In this context, Fernández expressed support for the amendments to the Customs Law enacted by the federal government in November 2025, which updated the import tax framework for sugar. Under the new regulation, the previous specific tariffs, ranging from US$0.338/kg to US$0.39586/kg, were replaced by ad valorem tariffs of 156% for raw sugar, beet sugar, or syrup, and 210.44% for liquid, refined, and inverted sugar imports. The measure is expected to help curb illegal imports from Brazil, Guatemala, and India.
The Agricultural Markets Consulting Group (GCMA) acknowledged that the measure is appropriate but insufficient to fully rebalance the market. The group argued that additional protections are needed for domestic producers, including an expansion of the US import quota for Mexican sugar and negotiations by the Ministry of Economy to establish a mechanism equivalent to the volume of imported high-fructose corn syrup (HFCS)
Concerns have also grown within the industry over the sharp rise in HFCS consumption, which producers say poses health risks. René González, Representative of the Plan de San Luis sugar mill, noted that while imports initially stood at around 200,000t per year, they now exceed 1.2Mt annually.
González underscored that this sweetener, used in products such as soft drinks, jams, cookies, and sauces, has significantly displaced domestic sugar, affecting both producer incomes and consumer health. “Sugar consumption has been demonized, when in reality what people are no longer consuming is cane sugar. Per capita sugar consumption has fallen, but diseases such as Type 2 diabetes and childhood diabetes have increased. This should set off alarm bells,” he warned.

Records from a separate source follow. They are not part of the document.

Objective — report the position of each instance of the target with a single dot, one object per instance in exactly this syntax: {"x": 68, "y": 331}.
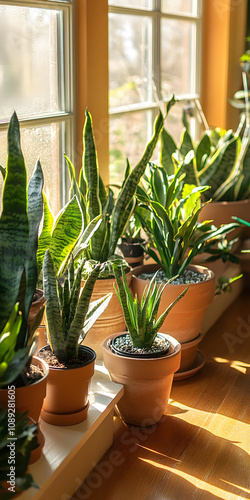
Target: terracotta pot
{"x": 111, "y": 320}
{"x": 36, "y": 452}
{"x": 132, "y": 252}
{"x": 184, "y": 322}
{"x": 30, "y": 397}
{"x": 188, "y": 353}
{"x": 66, "y": 401}
{"x": 36, "y": 305}
{"x": 221, "y": 212}
{"x": 147, "y": 382}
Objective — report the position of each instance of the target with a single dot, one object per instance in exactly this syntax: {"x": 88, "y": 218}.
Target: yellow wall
{"x": 224, "y": 27}
{"x": 92, "y": 64}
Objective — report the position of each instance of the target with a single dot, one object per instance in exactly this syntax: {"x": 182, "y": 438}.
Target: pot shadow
{"x": 221, "y": 387}
{"x": 170, "y": 460}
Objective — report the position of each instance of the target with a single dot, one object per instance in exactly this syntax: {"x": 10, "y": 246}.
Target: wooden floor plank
{"x": 200, "y": 449}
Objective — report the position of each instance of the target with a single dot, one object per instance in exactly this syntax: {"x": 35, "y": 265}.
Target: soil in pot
{"x": 184, "y": 322}
{"x": 147, "y": 382}
{"x": 66, "y": 401}
{"x": 111, "y": 320}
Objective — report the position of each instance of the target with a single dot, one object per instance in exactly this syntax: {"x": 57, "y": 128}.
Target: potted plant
{"x": 69, "y": 316}
{"x": 14, "y": 474}
{"x": 63, "y": 234}
{"x": 142, "y": 359}
{"x": 131, "y": 243}
{"x": 22, "y": 208}
{"x": 220, "y": 160}
{"x": 178, "y": 238}
{"x": 96, "y": 200}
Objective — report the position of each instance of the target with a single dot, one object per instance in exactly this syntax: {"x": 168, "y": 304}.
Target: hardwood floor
{"x": 200, "y": 448}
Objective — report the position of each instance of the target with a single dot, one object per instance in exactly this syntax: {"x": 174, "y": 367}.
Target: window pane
{"x": 135, "y": 4}
{"x": 129, "y": 59}
{"x": 41, "y": 142}
{"x": 29, "y": 61}
{"x": 128, "y": 137}
{"x": 180, "y": 6}
{"x": 177, "y": 57}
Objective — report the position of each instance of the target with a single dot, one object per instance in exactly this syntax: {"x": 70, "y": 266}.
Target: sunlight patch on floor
{"x": 198, "y": 483}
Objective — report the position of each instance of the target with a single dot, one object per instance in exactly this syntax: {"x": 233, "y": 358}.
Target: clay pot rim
{"x": 174, "y": 344}
{"x": 202, "y": 269}
{"x": 145, "y": 355}
{"x": 192, "y": 343}
{"x": 82, "y": 348}
{"x": 231, "y": 203}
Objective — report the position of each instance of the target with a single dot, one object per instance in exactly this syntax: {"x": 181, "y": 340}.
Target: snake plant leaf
{"x": 65, "y": 233}
{"x": 74, "y": 187}
{"x": 168, "y": 147}
{"x": 12, "y": 362}
{"x": 96, "y": 308}
{"x": 3, "y": 171}
{"x": 119, "y": 221}
{"x": 203, "y": 151}
{"x": 53, "y": 315}
{"x": 35, "y": 211}
{"x": 77, "y": 324}
{"x": 45, "y": 237}
{"x": 92, "y": 179}
{"x": 14, "y": 226}
{"x": 161, "y": 319}
{"x": 219, "y": 167}
{"x": 86, "y": 236}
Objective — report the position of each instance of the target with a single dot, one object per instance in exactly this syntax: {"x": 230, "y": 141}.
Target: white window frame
{"x": 68, "y": 116}
{"x": 157, "y": 100}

According to González, Mexico produces approximately 6Mt of sugar per year, while domestic consumption stands at around 5.5Mt. However, with the influx of corn syrup, nearly 1.2Mt of Mexican sugar have been displaced from the market, creating a serious imbalance. At the same time, US trade restrictions have limited Mexican sugar exports, further exacerbating the situation.
“If we multiply the excess 1 million mt by the current price of MX$15,000/t, we are talking about more than MX$15 billion in losses for the national sugar sector,” González warned.
Against this backdrop, the sugarcane sector, with support from national organizations, is seeking to launch a consumer information campaign aimed at clearly distinguishing products made with cane sugar from those containing corn syrup. The initiative involves producers from at least 15 sugar-producing states, including Veracruz, Jalisco, Sinaloa, Tamaulipas, and Yucatan.
González underscored that rather than prioritizing new international markets, the main objective should be to reorganize and strengthen domestic consumption. This approach would help prevent overproduction, stabilize prices, and ensure fair incomes for sugarcane producers. “There is no need to export if we can get the Mexican market to consume what we produce. It is a matter of economic justice and public health,” he said.